Katharine Cashman’s recent trip squeezed its way into a busy teaching schedule at the University of Oregon. Last term she taught "Earth Materials" and this term she's teaching "Geologic Hazards." Her website states that the Earth Materials’ class “provides an introduction to the systematic study of rocks and their minerals from which they are formed. The science of Mineralogy is of fundamental importance in understanding processes as disparate as the formation and evolution of planets and the origin of life. Moreover, economic and environmental components of mineralogy are crucial for understanding many contemporary problems in the earth, life and materials sciences.” (How many of us still have, and perhaps even use once in awhile, our Dana’s: Tables for the Determination of Minerals?) Nowadays we could supplement the Tables with gorgeous pictures of gems and minerals on a website maintained by the Smithsonian Institution.*

Her class this term, "Geologic Hazards," include floods, volcanic eruptions, earthquakes and landslides. Students examine aspects of these natural hazards including their origin, their geography, and their impact on societies world-wide.

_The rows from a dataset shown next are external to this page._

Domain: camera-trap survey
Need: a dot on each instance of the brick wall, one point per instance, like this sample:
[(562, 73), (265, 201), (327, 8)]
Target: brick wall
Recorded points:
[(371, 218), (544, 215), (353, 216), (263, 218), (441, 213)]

In last year’s short biography Katharine stated that her career was “framed by eruptions of Mount St. Helens." However, her career has taken her to many other field sites, including Hawaii, where she has done extensive study. Katharine might show us some of the beautiful hummocks, coils and waves from the Pahoehoe lava flows in Hawaii or the more jagged, rough surface of the aa flows. And do we have an equally musical name for our Cascade flows? Katharine grew up in Providence, Rhode Island and remembers well participating in bird walks and trail clearings with her parents, active participants in The Audubon Society. As a youth, she enjoyed hiking and skiing and the world of nature. Now she says, “My job is my pastime as it involves spending time out-of-doors and traveling to volcanoes around the world doing field work.”

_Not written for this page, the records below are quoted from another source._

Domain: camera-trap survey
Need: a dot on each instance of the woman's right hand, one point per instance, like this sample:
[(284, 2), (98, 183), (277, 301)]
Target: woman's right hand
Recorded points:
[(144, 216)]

She received her BA with Honors (Phi Beta Kappa) in Geology/Biology, from Middlebury College in Vermont. She earned her MS with 1st Class Honors, from Victoria University, New Zealand, and received her PhD from The Johns Hopkins University in Maryland in 1986. In between degrees she worked at Woods Hole and the USGS Cascades Volcano Observatory; after earning her PhD she started her teaching/research career at Princeton University. In 1991 the University of Oregon hired Dr. Cashman to join the Department of Geological Sciences and she arrived in Eugene.

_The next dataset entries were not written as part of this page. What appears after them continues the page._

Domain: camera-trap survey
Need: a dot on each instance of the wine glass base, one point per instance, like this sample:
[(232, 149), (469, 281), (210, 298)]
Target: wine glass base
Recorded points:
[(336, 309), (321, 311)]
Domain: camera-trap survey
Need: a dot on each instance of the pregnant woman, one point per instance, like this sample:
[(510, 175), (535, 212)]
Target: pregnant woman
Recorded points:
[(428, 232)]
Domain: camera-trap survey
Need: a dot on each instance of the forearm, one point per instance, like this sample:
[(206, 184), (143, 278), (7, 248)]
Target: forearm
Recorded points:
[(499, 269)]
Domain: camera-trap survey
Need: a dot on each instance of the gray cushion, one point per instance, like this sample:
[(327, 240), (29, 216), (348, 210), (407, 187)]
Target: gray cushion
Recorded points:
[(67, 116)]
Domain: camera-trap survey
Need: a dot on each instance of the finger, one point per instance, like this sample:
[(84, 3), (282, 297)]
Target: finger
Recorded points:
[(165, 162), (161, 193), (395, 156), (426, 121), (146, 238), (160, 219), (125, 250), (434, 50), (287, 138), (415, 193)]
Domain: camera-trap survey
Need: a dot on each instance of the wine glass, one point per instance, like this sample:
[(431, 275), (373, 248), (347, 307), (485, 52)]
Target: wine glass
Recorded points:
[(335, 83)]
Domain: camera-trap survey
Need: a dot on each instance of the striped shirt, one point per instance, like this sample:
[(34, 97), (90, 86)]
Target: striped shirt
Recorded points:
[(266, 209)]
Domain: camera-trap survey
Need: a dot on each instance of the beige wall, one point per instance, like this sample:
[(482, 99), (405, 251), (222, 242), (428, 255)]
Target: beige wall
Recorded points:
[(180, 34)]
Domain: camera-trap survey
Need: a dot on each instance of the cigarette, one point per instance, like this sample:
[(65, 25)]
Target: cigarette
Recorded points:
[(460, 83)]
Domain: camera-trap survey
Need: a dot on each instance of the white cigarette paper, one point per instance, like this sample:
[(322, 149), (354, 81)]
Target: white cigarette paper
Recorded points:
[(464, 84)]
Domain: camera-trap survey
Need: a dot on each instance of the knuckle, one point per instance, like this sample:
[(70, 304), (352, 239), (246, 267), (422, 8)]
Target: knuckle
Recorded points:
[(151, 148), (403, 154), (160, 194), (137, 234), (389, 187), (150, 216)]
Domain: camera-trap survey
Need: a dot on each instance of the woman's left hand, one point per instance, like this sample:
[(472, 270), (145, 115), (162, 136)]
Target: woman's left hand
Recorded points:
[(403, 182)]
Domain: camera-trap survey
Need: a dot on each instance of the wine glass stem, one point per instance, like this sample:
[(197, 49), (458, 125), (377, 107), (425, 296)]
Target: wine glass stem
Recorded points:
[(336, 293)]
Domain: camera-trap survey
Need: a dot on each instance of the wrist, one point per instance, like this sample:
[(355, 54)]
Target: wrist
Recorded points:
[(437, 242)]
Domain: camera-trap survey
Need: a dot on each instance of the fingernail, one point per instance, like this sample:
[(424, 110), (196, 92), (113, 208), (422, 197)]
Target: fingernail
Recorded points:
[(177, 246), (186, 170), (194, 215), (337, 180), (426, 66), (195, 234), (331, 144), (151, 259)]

Aside from her numerous publications, Katharine has earned many awards including the 2003 UO Distinguished Professor award in the College of Arts and Sciences.


Readers who’d like to know more about Dr. Cashman and her research can go to her website:
http://darkwing.uoregon.edu/~cashman/

Many young adults now are too young to remember May 18, 1980. “At 8:32 Sunday morning, May 18, 1980, Mount St. Helens erupted. Shaken by an earthquake measuring 5.1 on the Richter scale, the north face of this tall symmetrical mountain collapsed in a massive rock debris avalanche. Nearly 230 square miles of forest was blown down or buried beneath volcanic deposits. At the same time a mushroom-shaped column of ash rose thousands of feet skyward and drifted downwind, turning day into night as dark, gray ash fell over eastern Washington and beyond. The eruption lasted 9 hours, but Mount St. Helens and the surrounding landscape were dramatically changed within moments.”